Vielleicht ist das letzte Wort noch nicht gesprochen. Ein grundsätzlich freier Karfreitag wäre im christlichen Sinne, selbst ein Tausch mit dem Pfingstmontag wäre religiös vorteilhaft. Doch sehe ich hier schon den Tourismus toben: Ihr nehmt uns die Urlauber weg! Leider ist die Diskussion profan, uns Gläubigen bleibt letztlich, das beste aus dem zu machen, was wir zur Verfügung haben! Und so geben wir heute wie damals dem Kaiser, was er einfordert, und Gott, was diesem zusteht.
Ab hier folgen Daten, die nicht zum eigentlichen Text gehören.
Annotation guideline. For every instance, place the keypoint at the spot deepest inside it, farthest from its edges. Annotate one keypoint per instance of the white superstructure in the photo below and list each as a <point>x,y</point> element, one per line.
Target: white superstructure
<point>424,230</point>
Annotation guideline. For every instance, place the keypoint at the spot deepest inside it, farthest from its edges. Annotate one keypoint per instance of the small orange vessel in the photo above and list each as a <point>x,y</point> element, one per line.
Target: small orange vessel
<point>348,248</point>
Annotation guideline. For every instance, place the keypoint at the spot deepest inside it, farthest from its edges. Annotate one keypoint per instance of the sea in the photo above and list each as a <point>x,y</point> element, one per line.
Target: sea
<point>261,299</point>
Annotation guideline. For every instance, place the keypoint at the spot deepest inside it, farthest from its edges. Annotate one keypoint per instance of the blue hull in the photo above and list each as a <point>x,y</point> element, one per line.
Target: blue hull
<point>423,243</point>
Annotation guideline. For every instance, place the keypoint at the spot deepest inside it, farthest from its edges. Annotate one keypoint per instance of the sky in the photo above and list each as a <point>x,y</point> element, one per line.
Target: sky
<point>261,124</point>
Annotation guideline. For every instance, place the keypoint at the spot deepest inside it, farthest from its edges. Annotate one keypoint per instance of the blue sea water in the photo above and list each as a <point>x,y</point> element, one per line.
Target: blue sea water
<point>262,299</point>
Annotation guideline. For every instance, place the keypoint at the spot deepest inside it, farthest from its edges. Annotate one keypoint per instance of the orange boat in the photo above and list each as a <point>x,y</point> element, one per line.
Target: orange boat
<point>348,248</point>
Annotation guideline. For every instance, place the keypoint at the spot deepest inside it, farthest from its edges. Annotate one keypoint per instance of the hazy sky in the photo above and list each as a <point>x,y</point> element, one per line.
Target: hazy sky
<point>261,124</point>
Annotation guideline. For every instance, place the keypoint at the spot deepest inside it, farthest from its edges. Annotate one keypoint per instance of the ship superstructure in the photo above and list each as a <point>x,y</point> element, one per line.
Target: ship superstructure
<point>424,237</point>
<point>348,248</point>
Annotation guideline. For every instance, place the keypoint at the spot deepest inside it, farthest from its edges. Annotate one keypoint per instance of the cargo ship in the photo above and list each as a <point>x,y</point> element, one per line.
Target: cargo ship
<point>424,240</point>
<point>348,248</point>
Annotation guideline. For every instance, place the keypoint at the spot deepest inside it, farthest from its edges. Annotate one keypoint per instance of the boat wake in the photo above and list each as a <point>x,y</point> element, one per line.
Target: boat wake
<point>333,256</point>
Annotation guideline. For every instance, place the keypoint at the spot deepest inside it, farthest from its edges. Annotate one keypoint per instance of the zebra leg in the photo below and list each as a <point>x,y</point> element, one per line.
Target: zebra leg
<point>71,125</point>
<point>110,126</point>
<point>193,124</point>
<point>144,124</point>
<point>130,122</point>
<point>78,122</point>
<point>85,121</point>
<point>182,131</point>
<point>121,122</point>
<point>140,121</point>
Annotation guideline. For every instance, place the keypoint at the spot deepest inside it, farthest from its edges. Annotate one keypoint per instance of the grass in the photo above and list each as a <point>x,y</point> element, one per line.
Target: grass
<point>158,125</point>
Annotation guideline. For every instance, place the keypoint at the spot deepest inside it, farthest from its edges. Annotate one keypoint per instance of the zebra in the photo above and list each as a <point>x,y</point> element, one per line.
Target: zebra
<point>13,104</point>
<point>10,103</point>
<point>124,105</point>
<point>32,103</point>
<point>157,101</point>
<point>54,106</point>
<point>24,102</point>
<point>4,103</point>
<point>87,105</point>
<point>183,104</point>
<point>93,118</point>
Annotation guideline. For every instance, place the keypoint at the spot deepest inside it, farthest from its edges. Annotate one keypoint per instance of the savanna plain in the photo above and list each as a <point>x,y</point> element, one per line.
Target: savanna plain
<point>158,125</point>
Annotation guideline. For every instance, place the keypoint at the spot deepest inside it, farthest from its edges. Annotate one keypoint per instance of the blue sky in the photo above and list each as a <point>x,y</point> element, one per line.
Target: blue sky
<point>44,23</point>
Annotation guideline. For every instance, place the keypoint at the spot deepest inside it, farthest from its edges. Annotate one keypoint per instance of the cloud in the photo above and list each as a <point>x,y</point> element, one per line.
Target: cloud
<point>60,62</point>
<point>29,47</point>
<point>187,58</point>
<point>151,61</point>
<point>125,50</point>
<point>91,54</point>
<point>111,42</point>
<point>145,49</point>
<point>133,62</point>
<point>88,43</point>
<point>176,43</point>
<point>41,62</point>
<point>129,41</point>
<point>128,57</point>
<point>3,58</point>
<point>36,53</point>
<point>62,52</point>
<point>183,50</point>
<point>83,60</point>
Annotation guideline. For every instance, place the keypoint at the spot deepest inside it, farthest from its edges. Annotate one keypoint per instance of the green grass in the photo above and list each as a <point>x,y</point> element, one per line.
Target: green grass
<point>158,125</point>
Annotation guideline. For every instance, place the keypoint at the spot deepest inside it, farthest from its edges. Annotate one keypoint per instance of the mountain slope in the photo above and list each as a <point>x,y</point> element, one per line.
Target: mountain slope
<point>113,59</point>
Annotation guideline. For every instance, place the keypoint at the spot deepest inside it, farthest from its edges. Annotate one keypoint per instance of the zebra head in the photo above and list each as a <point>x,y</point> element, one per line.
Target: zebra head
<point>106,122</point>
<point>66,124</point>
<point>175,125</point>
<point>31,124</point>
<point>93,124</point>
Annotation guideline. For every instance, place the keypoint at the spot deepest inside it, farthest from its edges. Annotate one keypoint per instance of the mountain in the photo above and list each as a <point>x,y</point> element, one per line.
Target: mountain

In diesem Sinne wünsche ich dir eine Fastenzeit der Einkehr, der Reinigung von Geist und Körper. Der bevorstehende Aschermittwoch ist zwar ebenfalls nicht arbeitsfrei, die Abendstunden bieten hier aber in vielen Pfarren die Möglichkeit, sich das Aschenkreuz auf die Stirn geben zu lassen, als Zeichen der eigenen Vergänglichkeit. Ein schöner Brauch zum Einstieg in die Fastenzeit und in die Vorbereitung auf Ostern.